Structured Decoding
Octomil guarantees structurally valid output from any model. When you specify a JSON schema or enable JSON mode, every token the model generates is constrained to produce valid output. No post-hoc parsing, no retry loops, no malformed responses.
The Problem
LLMs sometimes produce output that is almost-valid JSON -- a missing closing brace, a trailing comma, an unquoted key. Traditional approaches validate after generation and retry on failure, which wastes compute and adds unpredictable latency.
Octomil enforces structure during generation, at the token level. The model can only emit tokens that keep the output valid according to your schema.
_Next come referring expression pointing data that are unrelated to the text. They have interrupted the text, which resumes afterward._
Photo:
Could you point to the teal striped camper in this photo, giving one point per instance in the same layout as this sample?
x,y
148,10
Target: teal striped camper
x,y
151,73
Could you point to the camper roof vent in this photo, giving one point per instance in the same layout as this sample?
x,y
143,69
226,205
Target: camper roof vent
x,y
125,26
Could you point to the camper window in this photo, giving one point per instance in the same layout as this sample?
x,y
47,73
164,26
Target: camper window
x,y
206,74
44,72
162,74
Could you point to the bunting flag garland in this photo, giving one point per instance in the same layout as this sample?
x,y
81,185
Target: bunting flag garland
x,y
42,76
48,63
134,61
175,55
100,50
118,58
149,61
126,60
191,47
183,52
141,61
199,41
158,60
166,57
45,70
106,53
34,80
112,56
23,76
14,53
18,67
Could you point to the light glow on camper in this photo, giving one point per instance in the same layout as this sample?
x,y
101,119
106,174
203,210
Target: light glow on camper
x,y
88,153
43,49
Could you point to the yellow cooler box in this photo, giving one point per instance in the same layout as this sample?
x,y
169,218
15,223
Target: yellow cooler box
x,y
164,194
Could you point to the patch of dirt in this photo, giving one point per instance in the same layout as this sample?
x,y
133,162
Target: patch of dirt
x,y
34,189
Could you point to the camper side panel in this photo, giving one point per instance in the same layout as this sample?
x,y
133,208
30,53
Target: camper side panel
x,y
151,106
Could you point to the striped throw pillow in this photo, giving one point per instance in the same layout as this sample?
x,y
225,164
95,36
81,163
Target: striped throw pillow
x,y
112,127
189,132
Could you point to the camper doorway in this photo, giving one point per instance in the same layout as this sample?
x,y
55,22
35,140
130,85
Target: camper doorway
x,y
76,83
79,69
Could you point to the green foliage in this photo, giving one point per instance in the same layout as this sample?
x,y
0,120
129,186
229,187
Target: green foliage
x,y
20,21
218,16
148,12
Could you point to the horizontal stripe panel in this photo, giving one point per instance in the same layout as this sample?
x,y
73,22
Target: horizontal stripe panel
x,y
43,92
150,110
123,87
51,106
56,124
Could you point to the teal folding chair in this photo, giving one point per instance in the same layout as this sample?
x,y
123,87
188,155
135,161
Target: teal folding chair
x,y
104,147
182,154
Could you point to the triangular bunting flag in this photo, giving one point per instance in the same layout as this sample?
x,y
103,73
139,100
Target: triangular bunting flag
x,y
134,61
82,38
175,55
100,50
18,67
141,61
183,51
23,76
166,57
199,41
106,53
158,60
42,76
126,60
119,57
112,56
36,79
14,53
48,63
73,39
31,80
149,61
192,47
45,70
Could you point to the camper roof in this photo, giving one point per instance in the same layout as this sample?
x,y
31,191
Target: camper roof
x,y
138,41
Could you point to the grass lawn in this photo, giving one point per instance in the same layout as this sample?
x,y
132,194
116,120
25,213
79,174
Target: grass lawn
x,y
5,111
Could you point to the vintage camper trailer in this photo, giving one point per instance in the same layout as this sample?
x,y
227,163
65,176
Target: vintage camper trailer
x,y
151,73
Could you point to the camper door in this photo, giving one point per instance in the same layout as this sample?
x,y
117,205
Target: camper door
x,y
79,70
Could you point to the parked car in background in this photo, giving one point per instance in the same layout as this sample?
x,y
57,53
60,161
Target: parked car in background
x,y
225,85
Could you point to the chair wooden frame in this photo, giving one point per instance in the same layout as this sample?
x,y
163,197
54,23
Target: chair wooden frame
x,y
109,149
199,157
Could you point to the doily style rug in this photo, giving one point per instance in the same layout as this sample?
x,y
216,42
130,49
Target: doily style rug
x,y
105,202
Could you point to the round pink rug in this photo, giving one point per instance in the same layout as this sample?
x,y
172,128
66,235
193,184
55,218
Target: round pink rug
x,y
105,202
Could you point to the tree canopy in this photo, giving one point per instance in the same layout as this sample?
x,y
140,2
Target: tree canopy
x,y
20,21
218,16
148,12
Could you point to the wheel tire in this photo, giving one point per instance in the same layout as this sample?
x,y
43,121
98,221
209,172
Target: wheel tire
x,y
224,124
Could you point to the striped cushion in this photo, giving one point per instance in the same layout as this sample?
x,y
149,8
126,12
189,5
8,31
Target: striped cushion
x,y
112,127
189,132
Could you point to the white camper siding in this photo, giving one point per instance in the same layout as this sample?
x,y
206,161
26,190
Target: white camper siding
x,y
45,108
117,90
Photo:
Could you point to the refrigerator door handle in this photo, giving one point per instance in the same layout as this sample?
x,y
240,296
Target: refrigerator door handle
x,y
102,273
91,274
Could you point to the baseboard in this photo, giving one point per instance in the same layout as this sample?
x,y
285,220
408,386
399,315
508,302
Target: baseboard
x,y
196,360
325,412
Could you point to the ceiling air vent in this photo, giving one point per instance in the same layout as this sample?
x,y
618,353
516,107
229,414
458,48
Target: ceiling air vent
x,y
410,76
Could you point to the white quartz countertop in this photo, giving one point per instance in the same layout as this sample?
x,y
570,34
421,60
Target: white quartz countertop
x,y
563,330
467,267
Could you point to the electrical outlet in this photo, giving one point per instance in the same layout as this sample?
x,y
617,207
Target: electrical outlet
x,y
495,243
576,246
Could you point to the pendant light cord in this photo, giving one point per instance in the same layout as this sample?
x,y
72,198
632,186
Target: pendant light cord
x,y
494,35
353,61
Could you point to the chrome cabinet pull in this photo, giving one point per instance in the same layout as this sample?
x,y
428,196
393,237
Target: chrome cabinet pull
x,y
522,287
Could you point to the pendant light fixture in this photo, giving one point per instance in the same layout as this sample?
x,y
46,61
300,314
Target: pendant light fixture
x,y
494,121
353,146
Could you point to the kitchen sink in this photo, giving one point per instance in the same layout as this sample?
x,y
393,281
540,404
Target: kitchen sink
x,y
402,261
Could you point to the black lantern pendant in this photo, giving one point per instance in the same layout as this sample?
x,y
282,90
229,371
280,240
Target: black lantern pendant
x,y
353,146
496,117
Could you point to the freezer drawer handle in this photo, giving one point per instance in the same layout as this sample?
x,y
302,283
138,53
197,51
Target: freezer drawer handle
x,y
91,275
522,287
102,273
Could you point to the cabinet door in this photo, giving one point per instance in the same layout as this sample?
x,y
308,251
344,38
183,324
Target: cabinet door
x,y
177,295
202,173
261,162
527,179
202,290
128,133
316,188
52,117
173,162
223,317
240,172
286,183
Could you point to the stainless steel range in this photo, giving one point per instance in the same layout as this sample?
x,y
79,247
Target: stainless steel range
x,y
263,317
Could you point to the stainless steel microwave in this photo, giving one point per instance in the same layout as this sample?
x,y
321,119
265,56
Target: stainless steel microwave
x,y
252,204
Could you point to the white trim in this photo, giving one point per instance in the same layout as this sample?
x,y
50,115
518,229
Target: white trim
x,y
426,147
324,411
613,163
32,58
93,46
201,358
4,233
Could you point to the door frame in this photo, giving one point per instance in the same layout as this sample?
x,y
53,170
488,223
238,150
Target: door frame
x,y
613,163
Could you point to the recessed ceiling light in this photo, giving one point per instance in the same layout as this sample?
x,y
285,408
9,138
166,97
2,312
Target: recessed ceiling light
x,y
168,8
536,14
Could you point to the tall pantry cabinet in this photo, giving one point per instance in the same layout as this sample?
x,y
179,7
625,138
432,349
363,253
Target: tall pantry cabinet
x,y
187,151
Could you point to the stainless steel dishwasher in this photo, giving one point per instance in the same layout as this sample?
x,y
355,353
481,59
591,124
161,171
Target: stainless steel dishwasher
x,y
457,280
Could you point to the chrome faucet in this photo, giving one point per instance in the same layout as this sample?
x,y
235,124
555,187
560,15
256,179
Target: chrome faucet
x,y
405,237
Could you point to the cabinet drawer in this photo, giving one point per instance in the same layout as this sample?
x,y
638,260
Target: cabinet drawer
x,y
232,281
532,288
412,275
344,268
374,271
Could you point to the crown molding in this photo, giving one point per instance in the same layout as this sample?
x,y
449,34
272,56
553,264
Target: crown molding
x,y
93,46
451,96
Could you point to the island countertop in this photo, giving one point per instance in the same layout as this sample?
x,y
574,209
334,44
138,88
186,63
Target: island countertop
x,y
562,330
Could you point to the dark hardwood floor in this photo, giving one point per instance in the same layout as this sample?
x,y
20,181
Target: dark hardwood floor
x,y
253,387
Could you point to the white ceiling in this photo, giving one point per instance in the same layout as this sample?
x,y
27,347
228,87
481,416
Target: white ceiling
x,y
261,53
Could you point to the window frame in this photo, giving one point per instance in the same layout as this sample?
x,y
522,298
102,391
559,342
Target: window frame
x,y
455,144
The result is always parseable on the first attempt.
JSON Mode
Force the model to output valid JSON with a single field in the API request:
- cURL
- Python
- JavaScript
curl http://localhost:8080/v1/chat/completions \
-H "Content-Type: application/json" \
-d '{
"model": "gemma-1b",
"messages": [{"role": "user", "content": "List 3 ML frameworks with pros and cons."}],
"response_format": {"type": "json_object"}
}'
import json
import openai
client = openai.OpenAI(base_url="http://localhost:8080/v1", api_key="not-needed")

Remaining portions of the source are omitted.